Dalam dokumenter tersebut, disebutkan bahwa ada tanah yang dihargai hanya sekitar Rp300.000/hektar. Bagi sebagian pihak luar, harga tersebut dianggap masuk akal karena wilayah tersebut masih berupa hutan dan belum dibangun. Akan tetapi, bagi masyarakat Papua, nilai tanah tidak bisa diukur hanya dari bangunan atau potensi ekonominya.
Hutan menyediakan makan, air, obat-obatan alami, tempat berburu, sekaligus ruang untuk hidup bagi generasi berikutnya. Ketika hutan hilang, bukan hanya pohon yang ditebang, tetapi juga hubungan antara masyarakat dengan tanah leluhur mereka.
Film ini juga menyoroti bagaimana masyarakat adat sering berada pada posisi yang lemah ketika berhadapan dengan kekuasaan negara dan perusahaan besar. Kehadiran aparat militer dalam konflik agraria membuat masyarakat merasa tertekan dan dimarginalkan. Dalam beberapa bagian dalam film, masyarakat terlihat kesulitan menyampaikan penolakan mereka karena pembangunan dianggap sebagai proyek strategi nasional yang tidak boleh dihambat.

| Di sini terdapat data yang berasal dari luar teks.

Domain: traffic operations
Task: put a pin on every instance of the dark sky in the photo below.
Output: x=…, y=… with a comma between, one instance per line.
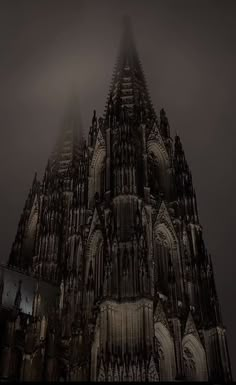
x=50, y=49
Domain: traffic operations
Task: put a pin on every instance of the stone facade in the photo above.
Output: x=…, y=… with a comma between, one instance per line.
x=109, y=278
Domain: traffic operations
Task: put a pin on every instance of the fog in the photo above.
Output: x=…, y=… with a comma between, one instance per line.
x=52, y=49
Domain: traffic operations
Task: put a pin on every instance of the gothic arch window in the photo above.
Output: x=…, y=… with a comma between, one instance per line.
x=194, y=357
x=30, y=234
x=165, y=347
x=94, y=355
x=158, y=162
x=164, y=252
x=97, y=174
x=94, y=262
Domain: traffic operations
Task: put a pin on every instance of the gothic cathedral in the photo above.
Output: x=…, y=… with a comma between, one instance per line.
x=109, y=278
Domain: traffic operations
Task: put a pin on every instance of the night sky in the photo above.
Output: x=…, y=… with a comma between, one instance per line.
x=50, y=50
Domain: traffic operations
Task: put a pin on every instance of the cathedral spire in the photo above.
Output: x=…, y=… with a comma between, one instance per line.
x=128, y=89
x=68, y=147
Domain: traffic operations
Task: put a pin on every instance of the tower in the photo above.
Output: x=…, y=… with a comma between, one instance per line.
x=109, y=277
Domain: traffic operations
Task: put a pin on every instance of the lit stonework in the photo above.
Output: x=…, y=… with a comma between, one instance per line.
x=109, y=278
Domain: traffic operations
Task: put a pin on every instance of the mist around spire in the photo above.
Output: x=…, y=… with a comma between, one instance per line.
x=128, y=89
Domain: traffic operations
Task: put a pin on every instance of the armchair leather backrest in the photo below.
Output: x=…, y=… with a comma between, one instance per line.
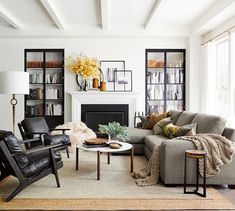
x=14, y=147
x=36, y=124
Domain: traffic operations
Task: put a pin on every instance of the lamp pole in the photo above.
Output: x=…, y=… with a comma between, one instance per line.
x=13, y=103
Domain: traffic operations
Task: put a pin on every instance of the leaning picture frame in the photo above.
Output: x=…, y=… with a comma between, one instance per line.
x=108, y=67
x=123, y=81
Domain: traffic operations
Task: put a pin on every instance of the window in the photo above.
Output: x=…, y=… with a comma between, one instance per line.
x=218, y=78
x=222, y=89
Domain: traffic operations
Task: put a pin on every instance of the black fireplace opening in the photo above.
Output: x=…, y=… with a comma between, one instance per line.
x=94, y=114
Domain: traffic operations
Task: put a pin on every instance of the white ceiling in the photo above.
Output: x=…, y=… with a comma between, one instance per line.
x=103, y=17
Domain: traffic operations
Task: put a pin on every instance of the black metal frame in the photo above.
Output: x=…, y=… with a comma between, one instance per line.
x=204, y=157
x=122, y=71
x=110, y=61
x=25, y=135
x=52, y=121
x=16, y=171
x=164, y=51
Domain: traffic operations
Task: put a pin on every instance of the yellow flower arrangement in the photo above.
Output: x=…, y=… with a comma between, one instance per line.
x=84, y=66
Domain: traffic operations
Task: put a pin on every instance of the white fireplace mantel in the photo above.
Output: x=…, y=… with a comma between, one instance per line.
x=95, y=97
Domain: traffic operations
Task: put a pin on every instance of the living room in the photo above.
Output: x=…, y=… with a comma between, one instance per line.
x=163, y=66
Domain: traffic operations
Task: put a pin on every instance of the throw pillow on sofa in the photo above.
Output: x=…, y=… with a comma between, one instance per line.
x=158, y=128
x=153, y=119
x=172, y=131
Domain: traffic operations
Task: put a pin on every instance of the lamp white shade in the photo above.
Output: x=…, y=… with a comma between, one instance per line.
x=14, y=82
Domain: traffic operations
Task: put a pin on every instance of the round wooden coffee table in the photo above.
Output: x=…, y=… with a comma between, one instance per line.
x=99, y=150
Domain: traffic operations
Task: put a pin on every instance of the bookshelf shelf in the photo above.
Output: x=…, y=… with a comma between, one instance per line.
x=165, y=80
x=46, y=72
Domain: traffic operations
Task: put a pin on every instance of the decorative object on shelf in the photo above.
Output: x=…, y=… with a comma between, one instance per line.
x=95, y=83
x=165, y=80
x=85, y=68
x=102, y=86
x=108, y=68
x=123, y=80
x=14, y=82
x=46, y=85
x=115, y=131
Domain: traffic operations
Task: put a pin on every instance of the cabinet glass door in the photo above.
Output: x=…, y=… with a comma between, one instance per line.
x=34, y=101
x=53, y=83
x=174, y=81
x=155, y=82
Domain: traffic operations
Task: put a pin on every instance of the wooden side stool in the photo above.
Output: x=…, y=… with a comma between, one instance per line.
x=196, y=154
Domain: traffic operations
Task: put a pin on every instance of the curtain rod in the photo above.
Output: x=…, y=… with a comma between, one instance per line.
x=227, y=30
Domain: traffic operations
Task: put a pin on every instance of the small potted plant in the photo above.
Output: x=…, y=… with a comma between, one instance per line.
x=115, y=131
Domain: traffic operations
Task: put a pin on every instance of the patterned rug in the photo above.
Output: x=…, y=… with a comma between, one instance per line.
x=115, y=191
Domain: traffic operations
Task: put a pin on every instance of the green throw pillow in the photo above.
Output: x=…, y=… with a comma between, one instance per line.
x=172, y=131
x=158, y=128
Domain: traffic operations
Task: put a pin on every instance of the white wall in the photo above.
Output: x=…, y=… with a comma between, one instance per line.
x=132, y=50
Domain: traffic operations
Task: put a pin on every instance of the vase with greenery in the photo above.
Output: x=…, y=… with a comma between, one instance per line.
x=85, y=69
x=115, y=131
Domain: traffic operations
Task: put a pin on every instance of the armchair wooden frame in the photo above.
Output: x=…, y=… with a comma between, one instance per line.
x=25, y=135
x=13, y=169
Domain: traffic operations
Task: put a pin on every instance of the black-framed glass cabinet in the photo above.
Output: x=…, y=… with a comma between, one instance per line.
x=165, y=80
x=46, y=82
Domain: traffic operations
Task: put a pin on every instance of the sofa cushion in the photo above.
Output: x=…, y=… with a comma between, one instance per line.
x=172, y=131
x=185, y=118
x=152, y=140
x=137, y=135
x=229, y=133
x=209, y=123
x=158, y=128
x=174, y=115
x=152, y=119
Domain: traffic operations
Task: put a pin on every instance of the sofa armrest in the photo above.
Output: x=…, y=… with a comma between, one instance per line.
x=172, y=160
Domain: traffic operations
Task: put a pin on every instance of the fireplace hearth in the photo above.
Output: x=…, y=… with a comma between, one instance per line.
x=94, y=114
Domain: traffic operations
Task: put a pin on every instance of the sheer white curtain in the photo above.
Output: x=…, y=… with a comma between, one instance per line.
x=218, y=78
x=208, y=76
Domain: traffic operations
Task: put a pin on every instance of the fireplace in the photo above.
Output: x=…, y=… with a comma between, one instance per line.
x=94, y=114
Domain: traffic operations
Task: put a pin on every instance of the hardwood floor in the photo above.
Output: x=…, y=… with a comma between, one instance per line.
x=228, y=193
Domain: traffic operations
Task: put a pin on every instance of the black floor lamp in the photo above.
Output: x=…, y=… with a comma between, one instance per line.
x=14, y=82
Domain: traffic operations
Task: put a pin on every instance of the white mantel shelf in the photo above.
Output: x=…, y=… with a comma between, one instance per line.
x=95, y=97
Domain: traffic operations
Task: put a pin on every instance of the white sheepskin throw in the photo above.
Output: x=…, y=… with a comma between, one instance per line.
x=78, y=132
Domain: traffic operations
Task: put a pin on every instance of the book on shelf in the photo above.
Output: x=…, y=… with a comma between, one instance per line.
x=175, y=76
x=156, y=77
x=53, y=109
x=52, y=93
x=36, y=94
x=35, y=110
x=36, y=78
x=174, y=92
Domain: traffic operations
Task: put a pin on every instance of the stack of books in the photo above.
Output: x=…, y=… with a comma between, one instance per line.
x=95, y=143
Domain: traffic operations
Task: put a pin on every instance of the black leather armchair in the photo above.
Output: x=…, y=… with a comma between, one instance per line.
x=27, y=165
x=37, y=127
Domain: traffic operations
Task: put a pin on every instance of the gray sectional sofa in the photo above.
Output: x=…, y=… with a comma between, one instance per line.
x=172, y=152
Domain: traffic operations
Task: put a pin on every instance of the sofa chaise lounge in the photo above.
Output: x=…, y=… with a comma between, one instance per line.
x=172, y=151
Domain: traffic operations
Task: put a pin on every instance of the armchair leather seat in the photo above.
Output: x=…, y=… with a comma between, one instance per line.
x=37, y=127
x=28, y=166
x=56, y=139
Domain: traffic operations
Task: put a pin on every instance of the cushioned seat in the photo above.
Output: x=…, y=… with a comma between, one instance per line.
x=137, y=135
x=28, y=166
x=152, y=140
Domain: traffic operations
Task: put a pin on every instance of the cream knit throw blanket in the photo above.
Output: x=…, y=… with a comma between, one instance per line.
x=78, y=133
x=219, y=150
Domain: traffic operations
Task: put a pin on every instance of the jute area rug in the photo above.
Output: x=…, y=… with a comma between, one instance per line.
x=115, y=191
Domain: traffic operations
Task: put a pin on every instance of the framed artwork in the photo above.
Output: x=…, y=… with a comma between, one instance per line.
x=123, y=80
x=108, y=67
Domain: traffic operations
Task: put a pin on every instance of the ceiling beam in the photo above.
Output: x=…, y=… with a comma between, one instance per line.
x=215, y=13
x=104, y=13
x=152, y=13
x=53, y=14
x=8, y=17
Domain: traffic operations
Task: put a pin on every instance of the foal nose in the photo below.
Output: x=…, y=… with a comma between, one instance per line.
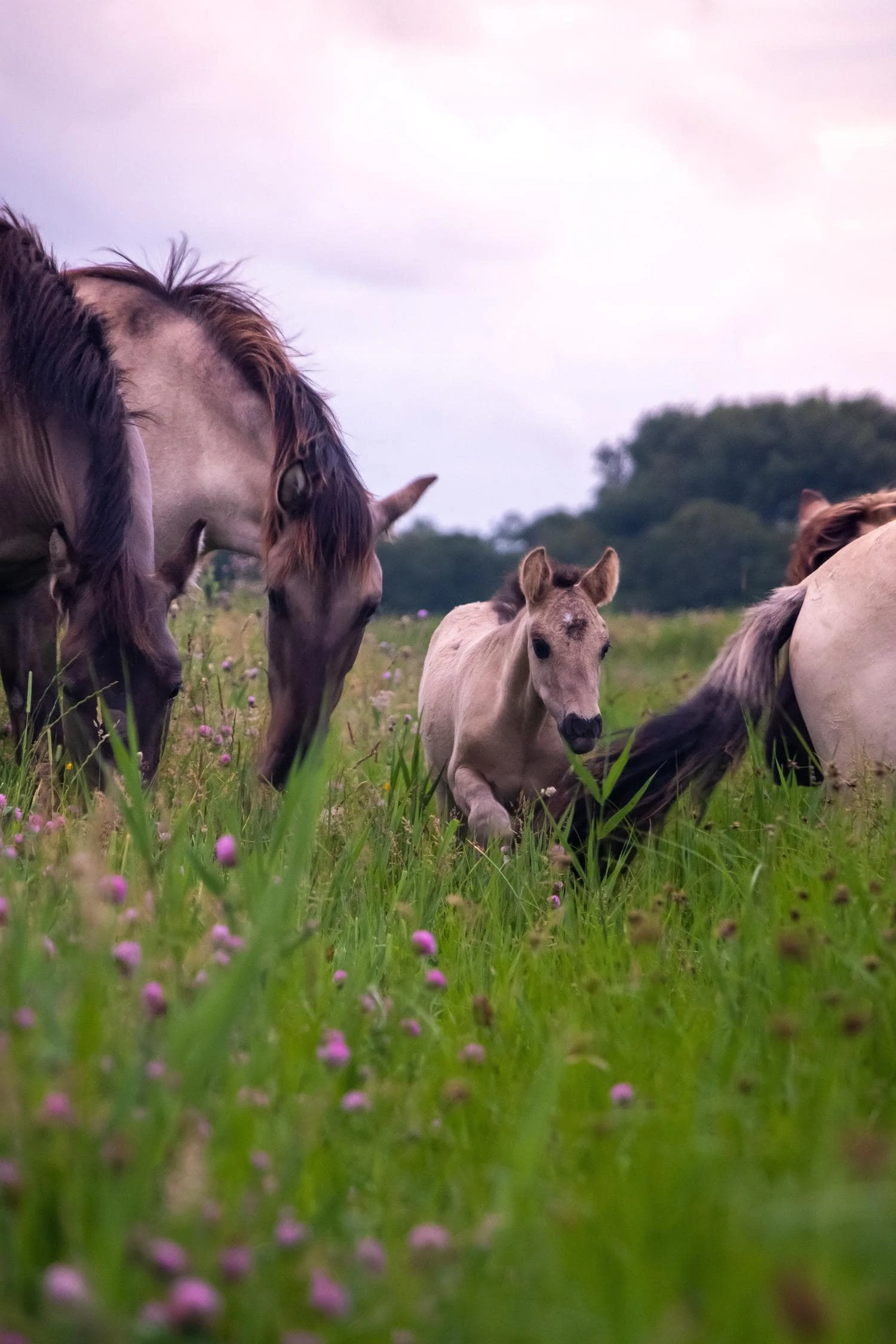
x=581, y=734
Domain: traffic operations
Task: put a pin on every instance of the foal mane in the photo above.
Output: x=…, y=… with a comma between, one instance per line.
x=836, y=526
x=335, y=526
x=508, y=601
x=58, y=361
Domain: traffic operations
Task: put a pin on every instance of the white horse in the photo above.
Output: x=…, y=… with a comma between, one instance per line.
x=841, y=625
x=510, y=685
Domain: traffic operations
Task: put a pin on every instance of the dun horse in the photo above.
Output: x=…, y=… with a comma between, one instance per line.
x=235, y=434
x=510, y=685
x=841, y=625
x=76, y=510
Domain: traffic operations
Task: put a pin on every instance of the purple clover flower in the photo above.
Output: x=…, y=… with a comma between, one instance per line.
x=424, y=943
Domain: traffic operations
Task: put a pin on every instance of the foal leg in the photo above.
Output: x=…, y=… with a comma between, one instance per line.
x=487, y=819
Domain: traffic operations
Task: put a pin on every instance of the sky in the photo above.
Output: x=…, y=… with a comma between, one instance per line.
x=499, y=232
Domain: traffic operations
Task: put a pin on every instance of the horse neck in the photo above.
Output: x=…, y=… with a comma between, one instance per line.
x=517, y=699
x=208, y=437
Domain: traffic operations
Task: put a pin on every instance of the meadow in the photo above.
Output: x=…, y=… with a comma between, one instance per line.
x=240, y=1098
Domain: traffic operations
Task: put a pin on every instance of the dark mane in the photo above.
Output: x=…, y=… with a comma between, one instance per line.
x=56, y=355
x=508, y=600
x=336, y=527
x=836, y=526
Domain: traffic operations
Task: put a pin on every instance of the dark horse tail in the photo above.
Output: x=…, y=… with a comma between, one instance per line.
x=696, y=742
x=56, y=355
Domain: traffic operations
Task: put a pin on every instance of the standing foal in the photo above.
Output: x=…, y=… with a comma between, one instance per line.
x=510, y=685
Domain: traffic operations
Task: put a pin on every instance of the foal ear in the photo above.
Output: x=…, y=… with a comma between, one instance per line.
x=63, y=569
x=292, y=488
x=811, y=503
x=602, y=579
x=180, y=569
x=535, y=576
x=391, y=507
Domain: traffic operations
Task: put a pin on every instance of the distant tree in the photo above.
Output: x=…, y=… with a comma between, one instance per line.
x=435, y=570
x=700, y=506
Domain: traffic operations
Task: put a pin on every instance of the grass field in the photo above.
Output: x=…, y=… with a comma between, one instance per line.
x=657, y=1109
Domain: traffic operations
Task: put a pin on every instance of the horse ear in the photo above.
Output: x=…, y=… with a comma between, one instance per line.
x=535, y=576
x=602, y=579
x=292, y=488
x=180, y=569
x=63, y=569
x=391, y=507
x=811, y=503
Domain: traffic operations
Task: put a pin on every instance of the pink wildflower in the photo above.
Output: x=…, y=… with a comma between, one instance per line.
x=333, y=1053
x=428, y=1241
x=424, y=943
x=226, y=851
x=57, y=1109
x=113, y=888
x=622, y=1094
x=289, y=1233
x=65, y=1287
x=371, y=1254
x=128, y=956
x=192, y=1304
x=154, y=998
x=327, y=1296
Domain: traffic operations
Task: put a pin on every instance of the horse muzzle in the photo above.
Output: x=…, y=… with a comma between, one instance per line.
x=581, y=734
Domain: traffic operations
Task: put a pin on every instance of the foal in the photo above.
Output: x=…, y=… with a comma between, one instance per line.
x=510, y=685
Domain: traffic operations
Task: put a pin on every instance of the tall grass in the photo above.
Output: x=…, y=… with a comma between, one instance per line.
x=738, y=975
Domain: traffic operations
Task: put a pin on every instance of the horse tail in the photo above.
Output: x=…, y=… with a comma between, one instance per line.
x=696, y=742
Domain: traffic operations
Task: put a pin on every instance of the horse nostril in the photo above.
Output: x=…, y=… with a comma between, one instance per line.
x=581, y=733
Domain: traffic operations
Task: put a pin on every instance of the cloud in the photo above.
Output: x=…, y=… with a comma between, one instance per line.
x=503, y=229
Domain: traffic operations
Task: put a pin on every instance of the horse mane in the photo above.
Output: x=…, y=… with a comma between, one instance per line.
x=58, y=361
x=836, y=526
x=335, y=527
x=508, y=601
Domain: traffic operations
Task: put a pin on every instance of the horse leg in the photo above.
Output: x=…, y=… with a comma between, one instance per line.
x=29, y=653
x=789, y=750
x=485, y=816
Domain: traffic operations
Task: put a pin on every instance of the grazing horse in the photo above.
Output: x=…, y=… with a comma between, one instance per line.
x=76, y=511
x=235, y=434
x=841, y=625
x=510, y=685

Pesta Babi kemudian menjadi simbol paling kuat dalam film tersebut. Tradisi yang biasanya penuh sukacita berubah menjadi bentuk duka kolektif. Babi-babi yang dilepaskan banyak yang mati karena lingkungan hidup mereka semakin sempit, dan sumber makanan di hutan menghilang. Situasi itu menggambarkan bagaimana kerusakan alam berdampak langsung terhadap kehidupan budaya masyarakat Papua.
Pesta Babi kemudian menuai banyak kecaman dari berbagai pihak, sebagian pihak menilai film tersebut terlalu menyoroti sisi negatif pembangunan dan dianggap dapat membentuk citra buruk terhadap pemerintah maupun investasi Papua. Ada juga yang menganggap film ini sensitif karena mengangkat isu militerisasi, konflik agraria, dan eksploitasi sumber daya alam di wilayah yang selama ini memang sering menjadi perhatian publik.
Namun di sisi lain, film ini justru dipuji karena berhasil memperlihatkan suara masyarakat adat yang jarang mendapatkan ruang. Film tersebut mengajak penonton melihat bahwa pembangunan tidak selalu hanya tentang angka pertumbuhan ekonomi atau proyek besar negara. Ada masyarakat yang harus kehilangan tanah, hutan, dan cara hidup mereka demi membangun yang disebut sebagai kepentingan nasional.